Macmahon is set to become mine services contractor for PT Amman Mineral Nusa Tenggara (AMNT) at its Batu Hijau Copper-Gold Project in Indonesia. Macmahon has signed binding documentation involving it acquiring assets from AMNT, which would become a major shareholder in the contractor.

Macmahon would acquire equipment with an estimated value of about $US145 million from the mine. Macmahon would issue AMNT with new shares equal to between 40% and 50.1% of its expanded share base.

If the transaction proceeds, Macmahon will become the life of mine services contractor, providing earthmoving and mining services for the mine. It will also acquire certain existing mobile mining equipment from AMNT to carry out the contract.

Macmahon, which is a takeover target of leading contractor Cimic, believes the transaction has the potential to transform the company and among the benefits include improved earnings for the 2018 financial year.

The Perth-based company’s guidance has been updated to $620-680 million revenue and $40-50 million earnings before interest and taxes.

The Batu Hijau open pit operation produced about 216,000 tonnes of copper and 800,000 ounces of gold in 2016.
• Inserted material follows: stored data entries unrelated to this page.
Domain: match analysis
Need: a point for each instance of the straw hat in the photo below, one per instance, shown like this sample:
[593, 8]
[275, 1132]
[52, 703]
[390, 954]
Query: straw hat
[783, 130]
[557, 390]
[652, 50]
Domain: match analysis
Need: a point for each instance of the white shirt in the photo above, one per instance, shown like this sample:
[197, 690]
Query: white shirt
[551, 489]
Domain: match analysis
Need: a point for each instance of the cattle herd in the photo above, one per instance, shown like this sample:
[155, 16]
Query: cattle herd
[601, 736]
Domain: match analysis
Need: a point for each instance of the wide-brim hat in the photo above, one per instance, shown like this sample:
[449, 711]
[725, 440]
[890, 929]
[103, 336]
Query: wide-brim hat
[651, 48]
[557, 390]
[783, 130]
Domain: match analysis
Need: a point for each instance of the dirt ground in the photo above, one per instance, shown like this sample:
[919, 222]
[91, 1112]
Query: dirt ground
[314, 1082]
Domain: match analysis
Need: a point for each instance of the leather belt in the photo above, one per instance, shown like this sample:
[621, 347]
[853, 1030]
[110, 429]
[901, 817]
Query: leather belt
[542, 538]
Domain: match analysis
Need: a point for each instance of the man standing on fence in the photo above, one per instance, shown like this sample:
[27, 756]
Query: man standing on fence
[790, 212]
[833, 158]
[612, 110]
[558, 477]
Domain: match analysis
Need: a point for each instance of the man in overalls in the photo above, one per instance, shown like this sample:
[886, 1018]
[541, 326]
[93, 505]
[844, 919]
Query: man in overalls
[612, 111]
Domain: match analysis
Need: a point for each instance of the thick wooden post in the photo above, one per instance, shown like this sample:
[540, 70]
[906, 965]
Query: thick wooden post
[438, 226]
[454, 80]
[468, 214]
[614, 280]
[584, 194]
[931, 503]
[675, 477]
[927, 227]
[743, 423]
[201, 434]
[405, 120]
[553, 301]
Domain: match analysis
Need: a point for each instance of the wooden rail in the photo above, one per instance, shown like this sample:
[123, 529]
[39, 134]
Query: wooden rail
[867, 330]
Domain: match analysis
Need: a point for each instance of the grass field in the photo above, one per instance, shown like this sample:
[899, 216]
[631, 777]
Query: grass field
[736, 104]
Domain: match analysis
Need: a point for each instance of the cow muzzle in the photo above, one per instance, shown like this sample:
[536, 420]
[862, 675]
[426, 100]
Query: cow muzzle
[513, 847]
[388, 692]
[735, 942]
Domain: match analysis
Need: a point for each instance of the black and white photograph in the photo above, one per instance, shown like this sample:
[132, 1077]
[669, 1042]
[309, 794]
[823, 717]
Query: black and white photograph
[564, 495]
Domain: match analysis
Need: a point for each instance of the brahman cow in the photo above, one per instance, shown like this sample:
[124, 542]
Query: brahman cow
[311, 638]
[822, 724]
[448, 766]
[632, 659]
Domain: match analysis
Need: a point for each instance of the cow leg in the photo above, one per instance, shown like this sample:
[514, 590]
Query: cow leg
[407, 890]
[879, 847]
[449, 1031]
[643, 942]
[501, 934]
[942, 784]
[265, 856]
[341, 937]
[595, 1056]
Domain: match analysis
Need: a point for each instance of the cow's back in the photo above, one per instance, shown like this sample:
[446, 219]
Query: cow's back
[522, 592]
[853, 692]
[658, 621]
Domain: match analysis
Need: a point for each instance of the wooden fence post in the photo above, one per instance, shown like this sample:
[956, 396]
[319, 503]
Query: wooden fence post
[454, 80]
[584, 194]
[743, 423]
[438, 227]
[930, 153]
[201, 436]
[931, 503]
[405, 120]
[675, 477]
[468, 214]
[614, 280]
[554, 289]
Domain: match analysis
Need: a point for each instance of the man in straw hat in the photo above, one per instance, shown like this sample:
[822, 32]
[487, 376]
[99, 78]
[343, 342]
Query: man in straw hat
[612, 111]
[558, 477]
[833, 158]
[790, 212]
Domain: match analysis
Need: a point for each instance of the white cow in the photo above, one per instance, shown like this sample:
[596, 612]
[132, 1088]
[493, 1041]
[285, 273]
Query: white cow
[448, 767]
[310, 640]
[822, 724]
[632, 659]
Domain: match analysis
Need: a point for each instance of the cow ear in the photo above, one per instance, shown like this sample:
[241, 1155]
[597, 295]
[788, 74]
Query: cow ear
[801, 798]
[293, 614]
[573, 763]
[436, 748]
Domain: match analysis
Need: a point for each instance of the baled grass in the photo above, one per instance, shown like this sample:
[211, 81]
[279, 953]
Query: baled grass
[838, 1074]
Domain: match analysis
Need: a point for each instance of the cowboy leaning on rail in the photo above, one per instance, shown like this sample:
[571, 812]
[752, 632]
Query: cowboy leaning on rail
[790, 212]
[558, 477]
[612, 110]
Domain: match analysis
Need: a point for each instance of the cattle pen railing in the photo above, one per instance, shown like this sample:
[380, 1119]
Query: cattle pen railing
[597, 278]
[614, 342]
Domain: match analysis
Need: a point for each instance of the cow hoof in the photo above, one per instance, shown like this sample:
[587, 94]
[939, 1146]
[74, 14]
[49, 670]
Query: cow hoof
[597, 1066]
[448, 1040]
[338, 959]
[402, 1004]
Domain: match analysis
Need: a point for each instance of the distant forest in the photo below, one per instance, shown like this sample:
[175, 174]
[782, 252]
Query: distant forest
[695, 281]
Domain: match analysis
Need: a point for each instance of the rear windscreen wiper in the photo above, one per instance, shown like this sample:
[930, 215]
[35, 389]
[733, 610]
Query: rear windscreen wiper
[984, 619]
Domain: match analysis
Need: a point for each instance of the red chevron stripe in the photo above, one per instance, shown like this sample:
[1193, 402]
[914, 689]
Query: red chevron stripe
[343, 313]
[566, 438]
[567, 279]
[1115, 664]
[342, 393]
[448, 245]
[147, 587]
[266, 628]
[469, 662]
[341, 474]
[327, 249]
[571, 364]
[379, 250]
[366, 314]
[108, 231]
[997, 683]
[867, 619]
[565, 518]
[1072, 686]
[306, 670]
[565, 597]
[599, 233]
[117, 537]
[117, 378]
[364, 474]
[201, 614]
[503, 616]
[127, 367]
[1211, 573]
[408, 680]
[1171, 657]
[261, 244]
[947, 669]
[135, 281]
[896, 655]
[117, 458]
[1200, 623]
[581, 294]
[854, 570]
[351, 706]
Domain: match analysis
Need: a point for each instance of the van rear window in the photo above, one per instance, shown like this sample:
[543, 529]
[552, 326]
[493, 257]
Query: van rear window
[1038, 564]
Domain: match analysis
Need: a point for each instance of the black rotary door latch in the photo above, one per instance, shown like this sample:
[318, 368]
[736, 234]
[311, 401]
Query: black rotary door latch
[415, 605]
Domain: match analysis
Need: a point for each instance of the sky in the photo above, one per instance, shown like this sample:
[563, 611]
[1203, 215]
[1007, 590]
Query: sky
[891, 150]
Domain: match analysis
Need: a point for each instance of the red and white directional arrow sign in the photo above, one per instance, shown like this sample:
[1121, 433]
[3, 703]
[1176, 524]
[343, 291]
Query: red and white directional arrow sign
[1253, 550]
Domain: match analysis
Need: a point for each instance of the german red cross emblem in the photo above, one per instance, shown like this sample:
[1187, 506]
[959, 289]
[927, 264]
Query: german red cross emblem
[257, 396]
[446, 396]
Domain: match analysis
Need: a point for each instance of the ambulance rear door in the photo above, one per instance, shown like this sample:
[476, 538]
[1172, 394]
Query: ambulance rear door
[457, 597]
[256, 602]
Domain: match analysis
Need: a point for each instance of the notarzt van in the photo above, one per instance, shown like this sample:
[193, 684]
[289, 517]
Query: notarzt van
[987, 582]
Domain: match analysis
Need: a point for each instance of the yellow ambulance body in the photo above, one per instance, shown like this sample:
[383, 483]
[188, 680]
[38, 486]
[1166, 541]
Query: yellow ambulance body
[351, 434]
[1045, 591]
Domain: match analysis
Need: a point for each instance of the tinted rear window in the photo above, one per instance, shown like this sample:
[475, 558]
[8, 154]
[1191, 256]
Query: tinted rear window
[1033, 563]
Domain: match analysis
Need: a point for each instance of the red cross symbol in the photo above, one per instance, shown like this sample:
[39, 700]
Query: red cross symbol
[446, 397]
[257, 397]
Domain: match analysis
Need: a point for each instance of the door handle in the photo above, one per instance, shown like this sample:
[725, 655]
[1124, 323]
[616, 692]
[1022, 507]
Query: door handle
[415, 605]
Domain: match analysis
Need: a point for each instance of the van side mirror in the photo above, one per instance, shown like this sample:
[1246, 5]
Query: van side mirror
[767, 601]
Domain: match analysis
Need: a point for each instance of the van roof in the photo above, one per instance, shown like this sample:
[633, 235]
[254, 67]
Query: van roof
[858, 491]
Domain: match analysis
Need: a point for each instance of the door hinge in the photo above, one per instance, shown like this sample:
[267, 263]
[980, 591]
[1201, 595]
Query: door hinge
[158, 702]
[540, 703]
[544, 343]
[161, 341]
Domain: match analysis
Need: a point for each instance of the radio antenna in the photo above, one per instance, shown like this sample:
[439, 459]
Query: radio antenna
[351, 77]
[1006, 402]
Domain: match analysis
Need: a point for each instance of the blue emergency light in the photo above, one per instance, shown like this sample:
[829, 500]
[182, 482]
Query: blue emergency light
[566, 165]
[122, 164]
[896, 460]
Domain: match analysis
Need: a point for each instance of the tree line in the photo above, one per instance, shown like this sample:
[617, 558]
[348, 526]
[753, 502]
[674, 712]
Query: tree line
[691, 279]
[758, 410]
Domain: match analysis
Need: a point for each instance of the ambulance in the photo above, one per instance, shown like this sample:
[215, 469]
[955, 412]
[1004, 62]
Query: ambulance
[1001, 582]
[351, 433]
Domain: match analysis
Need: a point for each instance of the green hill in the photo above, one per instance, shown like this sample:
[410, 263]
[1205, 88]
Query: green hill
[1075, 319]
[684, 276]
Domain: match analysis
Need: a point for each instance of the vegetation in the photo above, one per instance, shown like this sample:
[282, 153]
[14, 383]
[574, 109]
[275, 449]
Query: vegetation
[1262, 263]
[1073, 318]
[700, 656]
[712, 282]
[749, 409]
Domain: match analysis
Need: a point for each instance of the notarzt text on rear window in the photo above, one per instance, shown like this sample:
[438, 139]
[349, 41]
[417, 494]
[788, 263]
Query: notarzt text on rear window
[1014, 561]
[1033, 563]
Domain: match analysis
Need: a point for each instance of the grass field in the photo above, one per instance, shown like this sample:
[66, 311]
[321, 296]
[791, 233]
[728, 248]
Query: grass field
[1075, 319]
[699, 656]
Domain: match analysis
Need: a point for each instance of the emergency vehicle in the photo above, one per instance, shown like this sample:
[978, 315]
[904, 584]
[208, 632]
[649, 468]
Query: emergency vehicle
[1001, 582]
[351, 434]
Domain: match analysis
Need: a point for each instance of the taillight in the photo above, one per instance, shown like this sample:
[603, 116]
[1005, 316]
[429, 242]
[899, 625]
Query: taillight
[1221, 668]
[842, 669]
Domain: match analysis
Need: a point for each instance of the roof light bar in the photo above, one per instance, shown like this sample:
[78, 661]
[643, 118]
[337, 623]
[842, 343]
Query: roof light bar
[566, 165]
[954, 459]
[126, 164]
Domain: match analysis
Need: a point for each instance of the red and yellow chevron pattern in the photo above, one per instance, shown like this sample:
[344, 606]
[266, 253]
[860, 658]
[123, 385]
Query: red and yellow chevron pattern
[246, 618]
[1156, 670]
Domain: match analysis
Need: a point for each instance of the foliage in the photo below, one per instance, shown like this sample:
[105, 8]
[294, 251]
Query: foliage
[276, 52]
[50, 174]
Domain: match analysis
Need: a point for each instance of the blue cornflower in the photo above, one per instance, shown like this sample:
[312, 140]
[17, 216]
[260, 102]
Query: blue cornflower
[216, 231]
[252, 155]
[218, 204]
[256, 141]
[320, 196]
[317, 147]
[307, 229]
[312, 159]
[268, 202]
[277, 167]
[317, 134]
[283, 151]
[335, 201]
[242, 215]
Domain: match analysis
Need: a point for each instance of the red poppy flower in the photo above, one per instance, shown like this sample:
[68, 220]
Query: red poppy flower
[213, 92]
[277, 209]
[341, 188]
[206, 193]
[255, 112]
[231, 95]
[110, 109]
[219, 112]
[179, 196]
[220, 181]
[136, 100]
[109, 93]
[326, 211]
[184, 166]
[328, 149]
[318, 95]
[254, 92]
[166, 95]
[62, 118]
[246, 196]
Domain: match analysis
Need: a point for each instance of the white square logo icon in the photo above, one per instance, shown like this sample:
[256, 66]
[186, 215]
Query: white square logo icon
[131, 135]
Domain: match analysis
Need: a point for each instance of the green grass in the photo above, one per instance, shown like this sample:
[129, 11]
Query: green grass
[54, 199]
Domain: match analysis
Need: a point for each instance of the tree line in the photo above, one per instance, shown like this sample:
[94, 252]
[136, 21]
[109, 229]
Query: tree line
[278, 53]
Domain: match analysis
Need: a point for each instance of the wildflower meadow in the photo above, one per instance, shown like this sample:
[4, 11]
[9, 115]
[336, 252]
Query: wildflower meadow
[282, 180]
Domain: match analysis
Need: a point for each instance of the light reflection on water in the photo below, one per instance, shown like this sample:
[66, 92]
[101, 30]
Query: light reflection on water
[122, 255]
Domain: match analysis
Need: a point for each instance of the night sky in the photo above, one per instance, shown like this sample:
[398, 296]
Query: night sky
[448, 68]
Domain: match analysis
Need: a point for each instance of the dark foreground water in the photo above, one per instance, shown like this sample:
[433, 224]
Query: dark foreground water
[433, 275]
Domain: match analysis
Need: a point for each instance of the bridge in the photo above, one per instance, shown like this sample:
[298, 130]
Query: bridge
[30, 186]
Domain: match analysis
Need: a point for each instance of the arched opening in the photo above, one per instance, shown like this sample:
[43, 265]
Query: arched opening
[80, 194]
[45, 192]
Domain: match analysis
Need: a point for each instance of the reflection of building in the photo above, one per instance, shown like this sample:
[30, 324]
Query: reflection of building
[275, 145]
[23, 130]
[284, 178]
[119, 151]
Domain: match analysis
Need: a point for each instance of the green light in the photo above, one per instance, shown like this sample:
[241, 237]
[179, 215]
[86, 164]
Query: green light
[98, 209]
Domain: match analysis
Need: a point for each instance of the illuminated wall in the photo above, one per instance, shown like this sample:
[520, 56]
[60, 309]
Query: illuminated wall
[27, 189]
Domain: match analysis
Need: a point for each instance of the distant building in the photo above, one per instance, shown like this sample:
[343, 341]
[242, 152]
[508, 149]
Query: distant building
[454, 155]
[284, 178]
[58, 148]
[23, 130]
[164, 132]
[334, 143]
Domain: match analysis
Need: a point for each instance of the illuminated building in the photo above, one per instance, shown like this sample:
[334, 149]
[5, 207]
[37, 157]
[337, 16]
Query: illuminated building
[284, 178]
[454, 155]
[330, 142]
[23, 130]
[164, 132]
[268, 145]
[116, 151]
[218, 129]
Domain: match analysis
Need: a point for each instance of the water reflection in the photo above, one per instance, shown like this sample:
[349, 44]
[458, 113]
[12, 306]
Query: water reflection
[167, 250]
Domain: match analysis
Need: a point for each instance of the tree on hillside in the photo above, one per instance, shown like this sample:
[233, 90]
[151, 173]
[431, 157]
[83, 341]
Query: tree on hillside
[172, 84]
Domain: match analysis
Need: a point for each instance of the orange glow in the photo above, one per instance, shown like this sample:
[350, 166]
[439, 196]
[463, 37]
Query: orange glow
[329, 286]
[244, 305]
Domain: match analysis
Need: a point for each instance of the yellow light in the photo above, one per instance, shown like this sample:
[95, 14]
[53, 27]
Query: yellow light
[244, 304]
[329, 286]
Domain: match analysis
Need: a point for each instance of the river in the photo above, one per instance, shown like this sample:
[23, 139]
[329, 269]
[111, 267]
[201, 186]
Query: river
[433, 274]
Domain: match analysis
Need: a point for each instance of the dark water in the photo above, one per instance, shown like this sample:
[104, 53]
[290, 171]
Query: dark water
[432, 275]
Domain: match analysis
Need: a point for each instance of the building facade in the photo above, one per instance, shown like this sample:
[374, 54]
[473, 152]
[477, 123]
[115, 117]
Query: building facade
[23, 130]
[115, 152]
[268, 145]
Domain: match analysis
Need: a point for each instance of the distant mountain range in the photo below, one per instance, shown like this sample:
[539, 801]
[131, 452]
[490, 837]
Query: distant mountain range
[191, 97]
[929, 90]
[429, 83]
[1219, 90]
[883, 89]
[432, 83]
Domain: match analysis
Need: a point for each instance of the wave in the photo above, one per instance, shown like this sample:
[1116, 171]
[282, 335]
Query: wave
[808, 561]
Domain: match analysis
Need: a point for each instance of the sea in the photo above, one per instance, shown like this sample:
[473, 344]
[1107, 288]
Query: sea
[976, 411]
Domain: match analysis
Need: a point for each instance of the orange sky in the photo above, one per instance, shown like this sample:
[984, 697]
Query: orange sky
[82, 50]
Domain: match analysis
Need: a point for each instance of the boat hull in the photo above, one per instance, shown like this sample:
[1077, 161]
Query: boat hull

Macmahon also considers that there are improved growth prospects, with the potential for future works at the Elang deposit and the Nangka prospect should AMNT decide to develop them.

Macmahon’s CEO Michael Finnegan said, “If completed, this transaction will see Macmahon’s scale significantly increase and that brings with it a number of benefits which will assist us in the execution of new and existing projects.

“It will make us a stronger and more robust business, and will provide us with a supportive and strategically aligned major shareholder which should help us grow even further.

“Whilst Macmahon has been operating in Indonesia since 2008 and has current operations at both the Martabe gold mine and a quarrying contract in Aceh, we believe that this strategic relationship with AMNT significantly strengthens our presence in the region.”

The transaction is subject to a number of conditions including Macmahon securing an independent expert to determine whether it is fair and reasonable to its shareholders and AMNT acquiring title to any parts of the mobile equipment currently held by the existing maintenance provider.

Macmahon’s board has advised its shareholders to reject Cimic’s $175 million offer, which is now unconditional.